Our main goal with this project is to understand the molecular mechanisms controlling the growth cell to cell of the fungal hyphae through the plant cell wall to establish a fruitful interaction. How the plant controls this entrance into the plant cell of the fungal hyphae to reach the cortical cell layer were to create the arbuscule, main phosphate exchanger. For this, different hypotheses have been here postulated and candidate genes were selected as possible regulators of the AM symbiosis in Brachypodium/Glomus versiforme interaction.

Microscopy analyses show the swelling of the hyphae in the contact point with the plant cell wall, but due to the lack of a specific PD-marker in Brachypodium cells, the identity of this contact point remains still unknown. The analysis of 17 different Brachypodium accession lines showed similar intracellular fungal growth patterns or possibly a mix of inter- and intracellular growth patterns, these lines could potentially be used to identify genes controlling growth through the cell wall and to identify the exact entrance point.

Due to the lack of specific mutants for our candidate genes, we generated CRISPR/Cas9-mediated mutants of the AM-related cell wall genes in the grass species Brachypodium distachyon. The CRISPR/Cas9 boosted by the t-RNA endogenous machinery system results in a highly efficient mutagenesis in Brachypodium plants. Different alleles were obtained, and at least three independent lines were homozygously edited in the T0 plant generation, for most of the candidate genes. To further explore into the role of cell wall-related genes an Agrobacterium rhizogenes-mediated root transformation (ARMT) has been developed. This transformation allows the study of protein localization in root cells in a relatively short time experiment. Different constructs have been successfully tested. Even if the protocol is easily reproducible and 40% of the seedlings are transformed, the system is not suitable for AM symbiosis studies; the piece of roots transformed is not big enough to be successfully colonized. Therefore, stable lines for protein localization and expression patterns studies were generated. As control, well-known AM-related genes were also edited by CRISPR/Cas9 machinery in Brachypodium plants and resulted mutants were analyzed during AM symbiosis.

During the return phase, a Brachypodium-colonization system was set up at CRAG. All the CRISPR/Cas9-mediated mutants were therefore tested and phenotypically analyzed during AM symbiosis. Quadruple mutants were also genotyped and tested. Protein localization and expression patterns studies were performed for the candidate genes. All these experiments suggest the relevance of several of our candidate genes during the AM symbiosis, showing a possible role in cell wall rearrangement and/or arbuscule recycling.
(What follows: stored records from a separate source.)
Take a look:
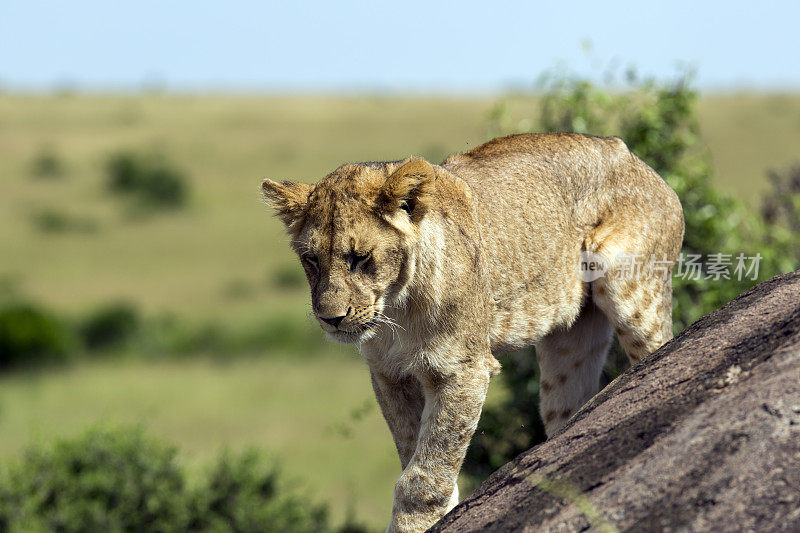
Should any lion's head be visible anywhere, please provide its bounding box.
[262,158,436,342]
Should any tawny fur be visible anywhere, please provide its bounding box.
[263,134,683,531]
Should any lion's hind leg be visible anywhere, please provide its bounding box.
[536,298,612,437]
[592,251,672,364]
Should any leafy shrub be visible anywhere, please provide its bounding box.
[4,430,188,532]
[0,429,350,532]
[0,303,74,368]
[465,73,800,482]
[31,145,64,178]
[79,303,141,350]
[189,451,327,533]
[107,151,189,208]
[761,164,800,263]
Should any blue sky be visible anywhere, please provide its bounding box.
[0,0,800,93]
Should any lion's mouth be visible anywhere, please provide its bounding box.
[329,318,378,342]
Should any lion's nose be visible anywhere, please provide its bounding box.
[319,315,347,328]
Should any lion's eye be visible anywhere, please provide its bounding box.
[348,252,372,272]
[303,255,319,270]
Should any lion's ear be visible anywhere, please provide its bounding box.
[261,179,314,229]
[377,157,436,223]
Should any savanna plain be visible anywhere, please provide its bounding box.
[0,94,800,529]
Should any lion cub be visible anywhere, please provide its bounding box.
[263,134,683,531]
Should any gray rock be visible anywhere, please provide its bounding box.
[432,271,800,532]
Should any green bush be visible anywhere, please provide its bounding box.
[189,451,327,533]
[0,429,350,533]
[79,303,141,350]
[3,430,189,532]
[465,69,800,482]
[0,303,75,368]
[106,151,189,208]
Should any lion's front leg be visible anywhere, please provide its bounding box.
[370,370,425,469]
[389,360,490,531]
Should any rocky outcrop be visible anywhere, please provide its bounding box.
[433,271,800,532]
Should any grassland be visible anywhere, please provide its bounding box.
[0,91,800,528]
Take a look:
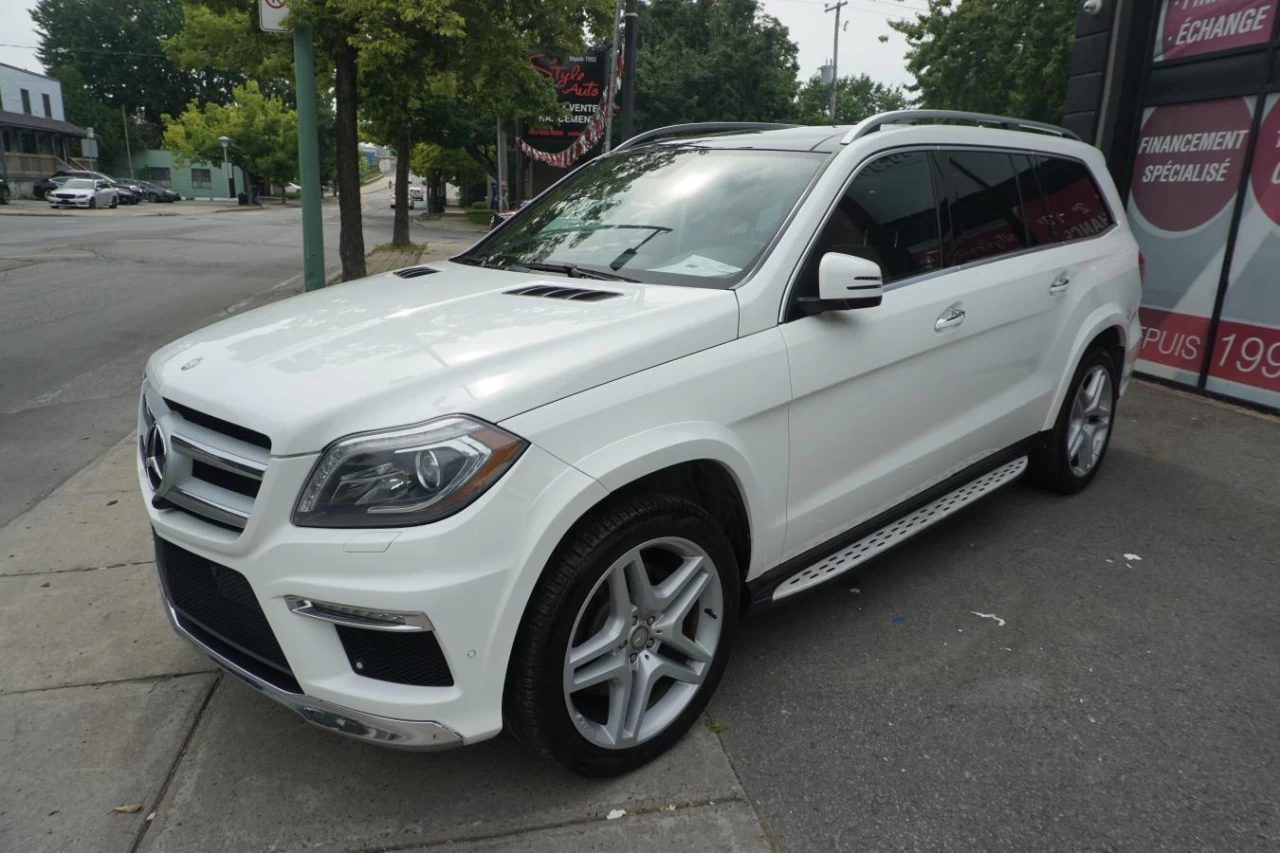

Auxin studies were also in silico performed suggesting the absence of a direct role of auxin and the expression of our candidate genes.

Collectively, in this project we have generated novel and valuable information in the study of arbuscular mycorrhizal symbiosis in Brachypodium plants, genes editing, transient root transformation and mechanisms involved in cell wall reorganization during AM symbiosis.

Our findings will provide new valuable genetics and molecular tools in Brachypodium plants, enhancing and improving cereals symbiosis research. Results here obtained reveal the importance of a proper cell wall rearrangement during symbiosis and a well-coordinated interaction. These new insights into Brachypodium plants symbiosis could be extrapolated to important crops species (e.g. cereals) in the way to a more sustainable agriculture using arbuscular mycorrhizal symbiosis as a natural way to acquire more nutrient from the soil. Results here obtained will also inspire more research efforts in the plant/AM interaction and could also give awareness of new breeding programs to improve crop performance.